Diesen Sommer wird Mathilde Thun wohl nie vergessen. Nicht nur, dass sie erfolgreich ihr Abitur in Görlitz gemacht hat. Nicht nur, dass sie nach Dresden gezogen ist, um dort ab Oktober zu studieren. Dann hat sie auch noch an der U19-Europameisterschaft im Handball in Montenegro teilgenommen – für Österreich. „Es war ein tolles Erlebnis, eine angenehme Atmosphäre und viele Erfahrungen“, sagt sie.

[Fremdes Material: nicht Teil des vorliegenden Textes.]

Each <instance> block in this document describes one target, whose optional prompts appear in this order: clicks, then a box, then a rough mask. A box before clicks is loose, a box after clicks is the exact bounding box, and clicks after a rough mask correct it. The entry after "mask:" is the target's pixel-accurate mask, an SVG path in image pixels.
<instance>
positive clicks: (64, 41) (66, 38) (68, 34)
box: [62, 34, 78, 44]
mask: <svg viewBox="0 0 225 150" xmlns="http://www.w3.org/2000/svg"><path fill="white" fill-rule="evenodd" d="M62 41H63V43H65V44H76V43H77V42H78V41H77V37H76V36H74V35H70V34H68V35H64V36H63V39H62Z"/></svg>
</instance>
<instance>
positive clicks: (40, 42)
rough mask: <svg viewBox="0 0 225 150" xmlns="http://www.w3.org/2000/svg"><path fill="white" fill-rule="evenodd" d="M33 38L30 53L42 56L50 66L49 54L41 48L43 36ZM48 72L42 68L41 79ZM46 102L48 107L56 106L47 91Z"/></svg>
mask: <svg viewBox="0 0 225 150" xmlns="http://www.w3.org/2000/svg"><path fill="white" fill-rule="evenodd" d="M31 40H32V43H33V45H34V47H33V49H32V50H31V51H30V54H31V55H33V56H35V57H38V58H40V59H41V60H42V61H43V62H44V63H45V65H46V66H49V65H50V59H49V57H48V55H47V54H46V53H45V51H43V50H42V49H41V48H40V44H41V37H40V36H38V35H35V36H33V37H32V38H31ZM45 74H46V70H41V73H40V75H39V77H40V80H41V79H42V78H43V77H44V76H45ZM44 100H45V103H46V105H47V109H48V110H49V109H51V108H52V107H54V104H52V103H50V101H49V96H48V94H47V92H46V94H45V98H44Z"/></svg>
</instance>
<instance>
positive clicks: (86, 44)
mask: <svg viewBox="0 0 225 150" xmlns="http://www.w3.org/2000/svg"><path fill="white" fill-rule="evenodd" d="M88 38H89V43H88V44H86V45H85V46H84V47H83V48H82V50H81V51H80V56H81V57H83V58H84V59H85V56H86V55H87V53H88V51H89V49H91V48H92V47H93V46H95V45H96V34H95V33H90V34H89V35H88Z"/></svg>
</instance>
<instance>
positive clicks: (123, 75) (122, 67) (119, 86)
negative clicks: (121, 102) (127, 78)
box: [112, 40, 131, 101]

Die 18-Jährige hat es weit gebracht. Der Verein Görlitzer HC, die Görls, die KommWohnen seit einigen Jahren unterstützt, bezeichnen sie als eines ihrer größten Handballtalente. Dort hat sie gelernt, was sie jetzt bis zur Jugend-EM gebracht hat. Dass sie für Österreich starten konnte, liegt an ihrem Vater, der Österreicher ist. Dadurch hat seine Tochter die doppelte Staatsbürgerschaft. Mehrere Lehrgänge und Trainingslager standen auf dem Programm, bis Mathilde Thun endlich das Ticket in den Händen hielt. „Da war ich natürlich sehr erleichtert und froh.“ Schließlich musste sie gegen reichlich Konkurrenz bestehen.
Österreich schlägt sich überraschend gut
Mitte Juli lief die EM über fast zwei Wochen, bis zum Halbfinale ist Österreich gekommen, letztlich auf Platz 4 gelandet. Ein super Ergebnis, das so nicht zu erwarten war, sagen Handballexperten. Und Mathilde Thun hat fleißig mitgeholfen. „Ich habe sehr viel Spielzeit bekommen und mich mit dem Team gut verstanden.“ Die gute Platzierung hat Österreich die Tür geöffnet für die U20-Weltmeisterschaft im kommenden Jahr, Ort noch offen. Vielleicht ist die Görlitzerin auch dann dabei, ausgeschlossen ist es für sie nicht. Sie lacht. „Doch, ich würde es wieder tun.“
Bei der EM wurde sie emsig angefeuert. Eltern, Brüder, Großeltern, Onkel, Tante, Cousinen – sie alle waren unter den Zuschauern. Ihre Teamkolleginnen von den Görls haben aus der Ferne bestimmt auch mitgefiebert. Als Österreich überraschend im Halbfinale stand, sind die Eltern extra nochmal mit dem Flugzeug angereist. Und das sei im Fall von Montenegro angesichts der geringen Flughafendichte nicht ganz einfach.
Apropos Montenegro: Für das Land an sich war während der EM nicht viel Zeit, sagt Mathilde Thun. „Wir waren nur einmal am Strand und sind ein bisschen rumgefahren, ein paar Städte angeschaut und so. Es war leider sehr heiß.“ Die schöne Landschaft, die Berge, das Meer sind ihr dennoch aufgefallen. Wer weiß, vielleicht ist eines Tages mehr Zeit für Montenegro.
Neuer Wohnort, neuer Verein
Keine Zeit ist hingegen mehr für die Görls eingeplant. Die Görlitzer Handballerinnen müssen jetzt auf Mathilde Thun verzichten. Mit ihrem Umzug nach Dresden wechselt sie zum HC Rödertal, der zwei Ligen höher spielt. „Die Görls schaffen das künftig auch sehr gut ohne mich“, sagt die Neu-Dresdnerin bescheiden. „Und ich möchte oft bei den Spielen zuschauen kommen.“ Sie sei schon gespannt auf die Atmosphäre, wenn sie ihr früheres Team von der Tribüne aus beobachtet, statt auf dem Spielfeld mitzuwirken.
Sie selbst wird sich jetzt auf ihre Aufgaben im neuen Verein konzentrieren. Mitte September beginnt die Saison für die Frauen. Und dann ist da natürlich auch der Start ins Studium an der Technischen Universität Dresden: Mathematik und Sachkunde als Grundschullehramt. Es könnte nach dem spannenden Sommer also auch ein spannender Herbst für Mathilde Thun werden.